The decision of Lam J. in Re Lee Priscilla Hwang  5 HKLRD 634 considers the question of locus standi to bring an application for validation of section 42 payments and shows that the Court will not entertain lightly any such application for validation, and will even dismiss the application, if it considers that not all interested parties were made parties to the application.
A bankruptcy petition was presented against Priscilla Lee (“PL”) on 27 May 2009 and served on her on 1 June 2009. The bankruptcy order was made on 31 August 2009. Between the date of presentation of the bankruptcy petition and the making of the bankruptcy order, payments totalling approximately HK$1.63 million (according to PL’s own calculation) were made by OCHKL, a company of which PL was a director, directly to third parties. OCHKL purported to set off these payments against a loan of HK$5 million made by PL in February 2009. PL claimed that OCHKL had paid certain expenses on her behalf as her agent to third parties.

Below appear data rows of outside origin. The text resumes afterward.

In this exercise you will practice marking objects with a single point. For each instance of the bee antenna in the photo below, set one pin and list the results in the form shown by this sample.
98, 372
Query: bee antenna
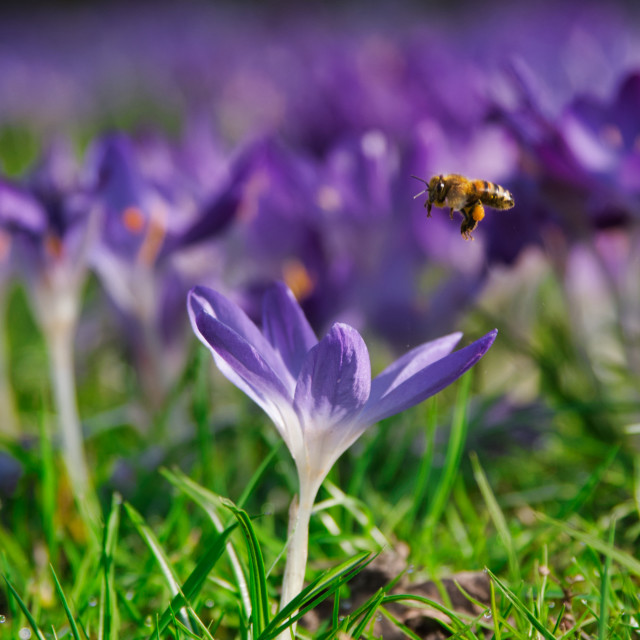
424, 190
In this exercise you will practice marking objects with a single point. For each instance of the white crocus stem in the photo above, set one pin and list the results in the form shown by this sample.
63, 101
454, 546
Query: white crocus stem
57, 308
299, 517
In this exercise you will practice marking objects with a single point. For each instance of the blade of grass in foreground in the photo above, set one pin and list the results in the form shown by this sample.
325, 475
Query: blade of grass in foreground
622, 558
453, 457
497, 516
211, 502
604, 588
194, 582
521, 608
159, 554
72, 622
426, 462
313, 594
108, 627
25, 610
49, 487
257, 574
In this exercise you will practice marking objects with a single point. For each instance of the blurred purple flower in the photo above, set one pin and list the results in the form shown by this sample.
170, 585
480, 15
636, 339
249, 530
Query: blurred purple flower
52, 216
585, 161
155, 212
347, 238
319, 395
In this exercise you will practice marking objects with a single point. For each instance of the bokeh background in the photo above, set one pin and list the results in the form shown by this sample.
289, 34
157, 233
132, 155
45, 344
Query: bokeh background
146, 148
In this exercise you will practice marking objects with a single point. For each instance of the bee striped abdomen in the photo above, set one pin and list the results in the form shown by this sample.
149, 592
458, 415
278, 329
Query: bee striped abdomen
493, 195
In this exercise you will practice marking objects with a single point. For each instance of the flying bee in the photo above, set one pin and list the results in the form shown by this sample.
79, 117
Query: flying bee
467, 196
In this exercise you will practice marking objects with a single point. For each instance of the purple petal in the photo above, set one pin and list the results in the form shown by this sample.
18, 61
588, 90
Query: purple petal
335, 380
230, 314
20, 211
243, 365
411, 363
286, 327
426, 382
217, 213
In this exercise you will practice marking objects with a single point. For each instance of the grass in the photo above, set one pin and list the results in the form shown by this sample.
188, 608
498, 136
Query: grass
539, 498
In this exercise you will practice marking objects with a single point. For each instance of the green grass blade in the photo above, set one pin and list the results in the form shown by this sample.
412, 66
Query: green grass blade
257, 476
453, 456
622, 558
521, 608
497, 516
399, 625
49, 487
196, 579
369, 611
158, 553
27, 613
258, 589
313, 594
72, 622
210, 502
586, 489
604, 588
108, 628
426, 461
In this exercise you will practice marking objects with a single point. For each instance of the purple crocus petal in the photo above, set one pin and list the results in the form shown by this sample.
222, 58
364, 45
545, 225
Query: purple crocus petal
286, 327
218, 212
242, 364
426, 382
335, 380
20, 211
411, 363
203, 299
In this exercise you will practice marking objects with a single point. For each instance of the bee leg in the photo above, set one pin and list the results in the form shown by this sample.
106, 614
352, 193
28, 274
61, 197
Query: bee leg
472, 216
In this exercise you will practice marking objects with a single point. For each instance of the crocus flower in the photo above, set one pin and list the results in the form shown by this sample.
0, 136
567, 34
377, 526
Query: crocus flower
319, 394
154, 214
52, 218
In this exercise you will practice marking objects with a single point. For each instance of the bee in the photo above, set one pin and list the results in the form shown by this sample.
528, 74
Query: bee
467, 196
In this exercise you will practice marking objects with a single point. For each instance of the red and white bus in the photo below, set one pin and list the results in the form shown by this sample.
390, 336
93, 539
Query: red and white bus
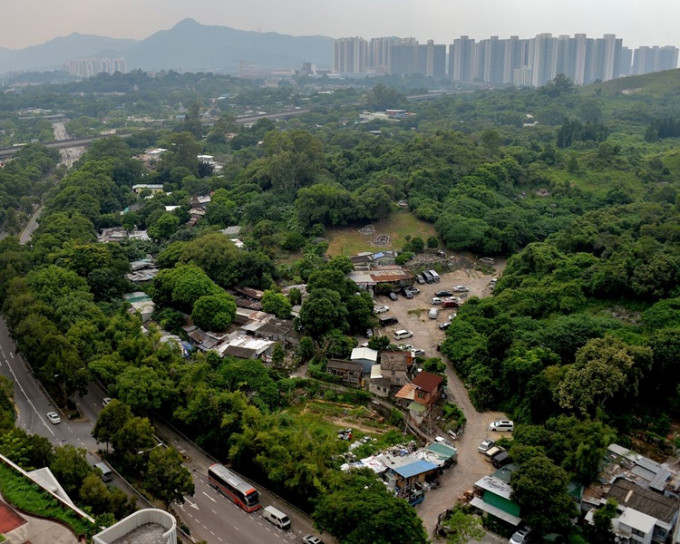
242, 493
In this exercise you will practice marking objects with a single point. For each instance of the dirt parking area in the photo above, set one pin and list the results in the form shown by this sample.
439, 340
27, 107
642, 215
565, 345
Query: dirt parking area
413, 315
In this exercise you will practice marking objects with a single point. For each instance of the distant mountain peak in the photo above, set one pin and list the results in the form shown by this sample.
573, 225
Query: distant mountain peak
187, 23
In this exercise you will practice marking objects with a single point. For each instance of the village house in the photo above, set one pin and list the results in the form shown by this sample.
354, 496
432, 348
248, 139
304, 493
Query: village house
646, 493
279, 330
349, 371
394, 275
420, 395
366, 356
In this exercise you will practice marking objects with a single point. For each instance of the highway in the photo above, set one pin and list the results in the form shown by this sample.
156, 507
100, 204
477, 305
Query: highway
6, 152
209, 515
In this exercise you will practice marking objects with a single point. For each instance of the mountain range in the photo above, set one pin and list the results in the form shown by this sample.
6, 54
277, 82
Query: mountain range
188, 46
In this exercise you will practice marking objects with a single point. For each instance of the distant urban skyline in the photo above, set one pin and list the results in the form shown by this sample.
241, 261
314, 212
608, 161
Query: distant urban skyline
639, 22
516, 60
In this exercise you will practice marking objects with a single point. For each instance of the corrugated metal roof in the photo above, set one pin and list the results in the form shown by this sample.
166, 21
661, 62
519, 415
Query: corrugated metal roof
413, 469
442, 450
496, 512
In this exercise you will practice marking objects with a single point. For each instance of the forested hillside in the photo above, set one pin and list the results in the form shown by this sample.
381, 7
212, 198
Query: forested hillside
580, 340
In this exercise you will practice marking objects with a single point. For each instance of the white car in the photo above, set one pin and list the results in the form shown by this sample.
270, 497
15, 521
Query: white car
486, 445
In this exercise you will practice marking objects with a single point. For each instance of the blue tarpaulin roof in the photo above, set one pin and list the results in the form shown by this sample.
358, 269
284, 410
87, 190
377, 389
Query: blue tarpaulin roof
413, 469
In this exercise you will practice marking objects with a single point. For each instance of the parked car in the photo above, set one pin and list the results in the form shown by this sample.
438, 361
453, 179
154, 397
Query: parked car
388, 320
492, 452
502, 425
486, 445
521, 536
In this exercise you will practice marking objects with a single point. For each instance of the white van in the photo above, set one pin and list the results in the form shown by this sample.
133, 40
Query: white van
107, 473
275, 516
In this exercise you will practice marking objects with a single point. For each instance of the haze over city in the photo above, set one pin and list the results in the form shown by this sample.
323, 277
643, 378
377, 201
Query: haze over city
649, 22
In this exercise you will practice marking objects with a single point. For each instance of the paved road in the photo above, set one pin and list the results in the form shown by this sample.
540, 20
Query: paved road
209, 515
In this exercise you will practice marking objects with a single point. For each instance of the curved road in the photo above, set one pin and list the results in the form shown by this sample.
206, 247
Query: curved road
208, 514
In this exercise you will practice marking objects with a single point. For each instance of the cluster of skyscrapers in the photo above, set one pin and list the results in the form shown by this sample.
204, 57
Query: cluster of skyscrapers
511, 61
88, 67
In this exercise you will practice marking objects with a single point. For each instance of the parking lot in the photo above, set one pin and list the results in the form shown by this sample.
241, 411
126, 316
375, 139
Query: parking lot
413, 313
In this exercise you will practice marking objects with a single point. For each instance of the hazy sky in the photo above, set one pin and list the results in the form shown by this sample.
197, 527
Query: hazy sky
638, 22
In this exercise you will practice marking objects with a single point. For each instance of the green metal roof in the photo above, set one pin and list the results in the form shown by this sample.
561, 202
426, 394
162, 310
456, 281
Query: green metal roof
502, 504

PL sought to validate the HK$1.63 million payments under section 42 of the BO, arguing that there was no relevant disposition in favour of OCHKL to which section 42 applied. The application was opposed by PL’s Trustees in Bankruptcy.
Arguments put forward by PL in support of her validation application
PL tried to argue that her HK$5 million loan to OCHKL was in substance a “prepayment of personal expenses” and that OCHKL had acted as PL’s bank or agent in making those payments.
Relying on the English Court of Appeal decision in Hollicourt (Contracts) Ltd (in liq) v Bank of Ireland  Ch 555 (which held that the bank would not be liable in relation to payments in and out of an account in credit, as the bank’s role was merely that of an agent or part of the process by which dispositions were made), PL tried to argue that the only disposition falling within the scope of section 42 of the BO was the payments to the third parties and that there was no relevant disposition in favour of OCHKL that attracted the application of section 42.
Arguments put forward by the Trustees against validation of payments
The Trustees argued against validation of the payments on the basis that:-
PL had no locus standi to make the validation application on the basis that all rights of action which relate directly to the bankrupt’s estate pass to the trustees upon bankruptcy and the only rights of action which remain with the bankrupt are actions which are personal in nature, such as actions relating to personal injury, personal inconvenience or damage to reputation. Accordingly, PL had no interest in the property in her estate and the result of the validation application would have no effect whatsoever on her financial position.
There was no contemporaneous evidence to show that OCHKL acted as the agent of PL as alleged.
OCHKL was simply a third party who agreed to pay certain expenses on behalf of PL. Whilst OCHKL was free to agree with PL that it would pay expenses on her behalf, section 35 of the BO operated to ensure that no set off against PL’s loan was available after OCHKL received notice of the bankruptcy petition on 1 June 2009. Accordingly, the Trustees argued that any payments made by OCHKL on behalf of PL after 1 June 2009 would be made at its own risk.
The Court dismissed PL’s validation application on the basis that the application was not properly constituted.
The Court found that neither OCHKL nor the third party payees were made parties to the application. The Court said this was no mere technical objection. This is because the third party payees might contend, as the Trustees did, that they had been paid by a separate person, i.e. OCHKL, who was not acting as PL’s agent and that the payments they received were not caught by section 42 of the BO and that they were not at risk of having to repay any sum to the Trustees.
The Court ruled that PL had no financial interest in the outcome of the application and thus had no standing to seek ratification of the payments made. In fact, the Court went as far as to rule that PL appeared to be seeking some sort of reputational redress and that this was not a proper basis for the application.
The Court’s decision shows that unless the applicant seeking section 42 validation has proper standing in making the application (and is not using the application for an ulterior purpose) and that all proper parties are made party to the application, the Court may not entertain any substantive arguments which the applicant might put forward and will dismiss the application outright on the basis that it was not properly constituted.